Description
Fences | Themes
Death
In Fences, death is a character. Rather than the elusive unknown, death
becomes an object that Troy attempts to battle. The unfinished fence that Troy
is building around his home is completed only when Troy feels threatened by
death. In one of the stories he tells, Troy relates how he once wrestled with
death and won. When the simmering conflict between Troy and Cory finally erupts
and the boy leaves his father's house for good, it is death that Troy calls
upon to do battle. And in the last scene, it is death that unites the family
and helps bring resolution to their lives. When the family meets again at
Troy's funeral, they are finally given a chance to bury the pain and
disappointments of their lives.
Duty and Responsibility
Troy Maxson is a man who assumes the responsibilities of father, husband, and
provider. In addition, he looks after his disabled brother, Gabriel. Though he
faces these responsibilities, he is also overwhelmed by them, seeking escape
when it is offered to him. When it is revealed that Alberta, the other woman
that Troy has been seeing, is pregnant, Troy responds that he is not ducking
the responsibility of what he has done. He accepts the obligation he owes to
both his wife and his mistress.
When Rose asks why Troy needed another woman, his reply is that Alberta was an escape from his responsibilities. She did not have a roof that needed fixing; her house was a place where he could forget that he was someone's husband, someone's father, someone's employee. Troy feels the weight of responsibility so heavily that he can see only endless weeks of labor, endless paychecks to be cashed, endless Fridays blending into one another. When Alberta dies giving birth, Troy assumes responsibility for the infant and brings her to his home. In turn, Rose agrees to raise and care for the child. In the end it is the responsibility each member of the family feels toward the others that brings resolution to the story.
Fences
Fences represent many different things in Wilson's drama. Rose thinks the
partially built fence around the house will keep her loved ones safe inside.
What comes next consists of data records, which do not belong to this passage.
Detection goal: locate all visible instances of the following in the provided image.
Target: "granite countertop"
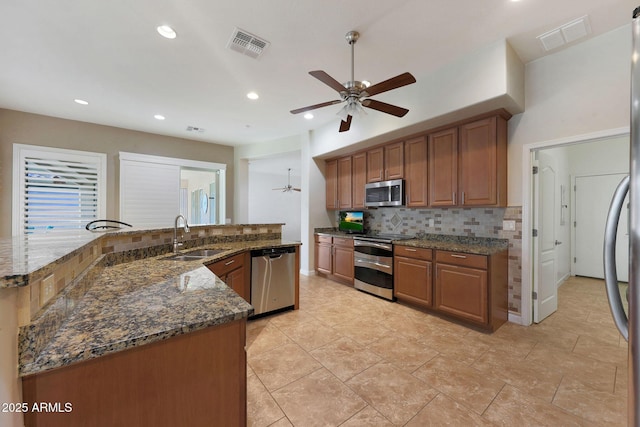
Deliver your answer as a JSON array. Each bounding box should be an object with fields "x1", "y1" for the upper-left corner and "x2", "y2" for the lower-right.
[
  {"x1": 19, "y1": 240, "x2": 300, "y2": 376},
  {"x1": 315, "y1": 229, "x2": 509, "y2": 255},
  {"x1": 393, "y1": 234, "x2": 509, "y2": 255}
]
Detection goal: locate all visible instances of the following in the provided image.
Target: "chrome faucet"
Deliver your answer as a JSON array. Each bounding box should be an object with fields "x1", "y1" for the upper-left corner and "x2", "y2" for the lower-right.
[{"x1": 173, "y1": 215, "x2": 189, "y2": 252}]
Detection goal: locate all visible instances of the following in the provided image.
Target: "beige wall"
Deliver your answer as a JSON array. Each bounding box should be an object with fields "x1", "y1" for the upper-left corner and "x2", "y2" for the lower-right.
[{"x1": 0, "y1": 109, "x2": 234, "y2": 237}]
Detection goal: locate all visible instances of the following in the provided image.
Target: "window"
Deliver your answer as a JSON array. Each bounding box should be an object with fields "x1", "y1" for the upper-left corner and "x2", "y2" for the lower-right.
[
  {"x1": 12, "y1": 144, "x2": 107, "y2": 235},
  {"x1": 119, "y1": 152, "x2": 226, "y2": 228}
]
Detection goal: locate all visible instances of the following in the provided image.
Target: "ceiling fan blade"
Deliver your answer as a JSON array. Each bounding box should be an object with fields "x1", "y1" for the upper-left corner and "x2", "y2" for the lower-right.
[
  {"x1": 362, "y1": 99, "x2": 409, "y2": 117},
  {"x1": 309, "y1": 70, "x2": 347, "y2": 92},
  {"x1": 364, "y1": 73, "x2": 416, "y2": 96},
  {"x1": 291, "y1": 99, "x2": 342, "y2": 114},
  {"x1": 339, "y1": 115, "x2": 351, "y2": 132}
]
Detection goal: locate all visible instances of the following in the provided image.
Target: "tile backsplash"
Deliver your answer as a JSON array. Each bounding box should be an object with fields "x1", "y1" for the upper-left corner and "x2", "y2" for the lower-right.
[
  {"x1": 336, "y1": 206, "x2": 522, "y2": 314},
  {"x1": 365, "y1": 208, "x2": 506, "y2": 237}
]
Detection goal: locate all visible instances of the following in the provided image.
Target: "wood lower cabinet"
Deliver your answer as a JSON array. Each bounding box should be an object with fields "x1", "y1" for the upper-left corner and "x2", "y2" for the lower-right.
[
  {"x1": 433, "y1": 250, "x2": 508, "y2": 331},
  {"x1": 393, "y1": 245, "x2": 433, "y2": 308},
  {"x1": 315, "y1": 235, "x2": 354, "y2": 285},
  {"x1": 207, "y1": 251, "x2": 251, "y2": 302},
  {"x1": 22, "y1": 319, "x2": 247, "y2": 427}
]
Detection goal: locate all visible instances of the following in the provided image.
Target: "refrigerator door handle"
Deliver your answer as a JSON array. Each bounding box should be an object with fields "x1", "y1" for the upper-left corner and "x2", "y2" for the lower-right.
[{"x1": 603, "y1": 176, "x2": 629, "y2": 341}]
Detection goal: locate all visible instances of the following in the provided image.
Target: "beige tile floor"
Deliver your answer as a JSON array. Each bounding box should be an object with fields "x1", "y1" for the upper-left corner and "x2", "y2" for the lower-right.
[{"x1": 247, "y1": 276, "x2": 627, "y2": 427}]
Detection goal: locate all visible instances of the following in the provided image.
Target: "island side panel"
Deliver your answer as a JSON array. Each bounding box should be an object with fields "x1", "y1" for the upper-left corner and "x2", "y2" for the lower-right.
[{"x1": 22, "y1": 319, "x2": 247, "y2": 427}]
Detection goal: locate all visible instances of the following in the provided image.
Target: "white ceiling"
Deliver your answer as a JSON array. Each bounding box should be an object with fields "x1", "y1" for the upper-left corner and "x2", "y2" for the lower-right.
[{"x1": 0, "y1": 0, "x2": 640, "y2": 145}]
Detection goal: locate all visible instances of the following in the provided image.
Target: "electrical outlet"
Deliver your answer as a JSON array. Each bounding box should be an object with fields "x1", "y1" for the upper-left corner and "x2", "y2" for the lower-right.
[
  {"x1": 502, "y1": 220, "x2": 516, "y2": 231},
  {"x1": 40, "y1": 274, "x2": 56, "y2": 306}
]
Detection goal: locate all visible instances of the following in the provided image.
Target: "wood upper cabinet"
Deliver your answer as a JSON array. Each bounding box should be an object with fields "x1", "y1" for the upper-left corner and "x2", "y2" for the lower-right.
[
  {"x1": 325, "y1": 156, "x2": 352, "y2": 209},
  {"x1": 351, "y1": 153, "x2": 367, "y2": 208},
  {"x1": 324, "y1": 159, "x2": 338, "y2": 209},
  {"x1": 367, "y1": 141, "x2": 404, "y2": 182},
  {"x1": 458, "y1": 116, "x2": 507, "y2": 206},
  {"x1": 404, "y1": 136, "x2": 429, "y2": 207},
  {"x1": 429, "y1": 128, "x2": 458, "y2": 206}
]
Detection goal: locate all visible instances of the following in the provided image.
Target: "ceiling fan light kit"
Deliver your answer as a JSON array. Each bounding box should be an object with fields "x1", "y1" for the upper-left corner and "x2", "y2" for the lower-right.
[{"x1": 291, "y1": 31, "x2": 416, "y2": 132}]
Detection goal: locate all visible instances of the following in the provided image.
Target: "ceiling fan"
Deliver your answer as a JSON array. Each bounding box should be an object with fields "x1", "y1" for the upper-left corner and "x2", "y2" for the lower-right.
[
  {"x1": 291, "y1": 31, "x2": 416, "y2": 132},
  {"x1": 273, "y1": 168, "x2": 301, "y2": 193}
]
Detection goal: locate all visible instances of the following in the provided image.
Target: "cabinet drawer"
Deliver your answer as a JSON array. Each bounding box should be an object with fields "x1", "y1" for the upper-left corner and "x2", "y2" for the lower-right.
[
  {"x1": 316, "y1": 234, "x2": 331, "y2": 245},
  {"x1": 207, "y1": 253, "x2": 244, "y2": 277},
  {"x1": 393, "y1": 245, "x2": 433, "y2": 261},
  {"x1": 333, "y1": 237, "x2": 353, "y2": 248},
  {"x1": 436, "y1": 251, "x2": 487, "y2": 270}
]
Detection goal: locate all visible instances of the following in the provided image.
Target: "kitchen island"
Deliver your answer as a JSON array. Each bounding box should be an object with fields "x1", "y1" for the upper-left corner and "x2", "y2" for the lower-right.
[{"x1": 5, "y1": 226, "x2": 299, "y2": 426}]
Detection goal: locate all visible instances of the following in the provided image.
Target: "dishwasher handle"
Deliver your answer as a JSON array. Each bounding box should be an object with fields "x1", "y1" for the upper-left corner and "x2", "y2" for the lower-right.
[{"x1": 251, "y1": 246, "x2": 296, "y2": 258}]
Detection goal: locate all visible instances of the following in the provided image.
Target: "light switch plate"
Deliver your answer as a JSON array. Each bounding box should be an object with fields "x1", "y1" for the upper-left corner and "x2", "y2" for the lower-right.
[{"x1": 502, "y1": 220, "x2": 516, "y2": 231}]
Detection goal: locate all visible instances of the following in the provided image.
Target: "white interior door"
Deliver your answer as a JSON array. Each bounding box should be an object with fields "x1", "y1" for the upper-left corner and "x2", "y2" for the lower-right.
[
  {"x1": 574, "y1": 174, "x2": 629, "y2": 282},
  {"x1": 533, "y1": 151, "x2": 559, "y2": 323}
]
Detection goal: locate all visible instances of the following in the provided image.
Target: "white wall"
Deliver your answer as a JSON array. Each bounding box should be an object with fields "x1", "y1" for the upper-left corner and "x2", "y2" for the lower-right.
[
  {"x1": 508, "y1": 25, "x2": 631, "y2": 206},
  {"x1": 249, "y1": 168, "x2": 302, "y2": 241},
  {"x1": 0, "y1": 288, "x2": 23, "y2": 427}
]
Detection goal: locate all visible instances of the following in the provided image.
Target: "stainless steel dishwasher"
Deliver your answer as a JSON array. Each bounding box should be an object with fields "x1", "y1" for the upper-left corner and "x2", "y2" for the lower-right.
[{"x1": 251, "y1": 246, "x2": 296, "y2": 317}]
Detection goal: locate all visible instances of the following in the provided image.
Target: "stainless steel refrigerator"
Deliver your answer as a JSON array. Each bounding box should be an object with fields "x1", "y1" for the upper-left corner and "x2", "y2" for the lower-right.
[{"x1": 604, "y1": 7, "x2": 640, "y2": 426}]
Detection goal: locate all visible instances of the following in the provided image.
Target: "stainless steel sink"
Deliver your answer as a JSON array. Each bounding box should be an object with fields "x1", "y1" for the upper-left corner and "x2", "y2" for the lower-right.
[
  {"x1": 161, "y1": 249, "x2": 228, "y2": 261},
  {"x1": 184, "y1": 249, "x2": 229, "y2": 258}
]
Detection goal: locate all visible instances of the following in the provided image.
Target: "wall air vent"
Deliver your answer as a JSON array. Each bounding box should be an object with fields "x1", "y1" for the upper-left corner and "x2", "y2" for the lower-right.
[
  {"x1": 537, "y1": 15, "x2": 591, "y2": 52},
  {"x1": 227, "y1": 28, "x2": 269, "y2": 59},
  {"x1": 187, "y1": 126, "x2": 204, "y2": 133}
]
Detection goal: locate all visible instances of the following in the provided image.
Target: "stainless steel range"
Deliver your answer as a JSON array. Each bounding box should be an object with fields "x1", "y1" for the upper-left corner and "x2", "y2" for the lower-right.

But for Troy, the fence is a way to keep unwanted intruders out. After
Alberta's death, he completes the fence as a means to keep death from entering
and hurting his loved ones. When Troy played baseball, he was never content to
hit the ball into the stands. His hits always had to go over the fence. And
yet, Troy builds a fence around Cory to keep him from his goals and desires.
Troy's efforts at controlling his son create an imaginary fence that keeps the
boy separate from his family for seven years. There are similar fences between
Troy and his loved ones; in one way or another he has kept them separated from
a part of himself.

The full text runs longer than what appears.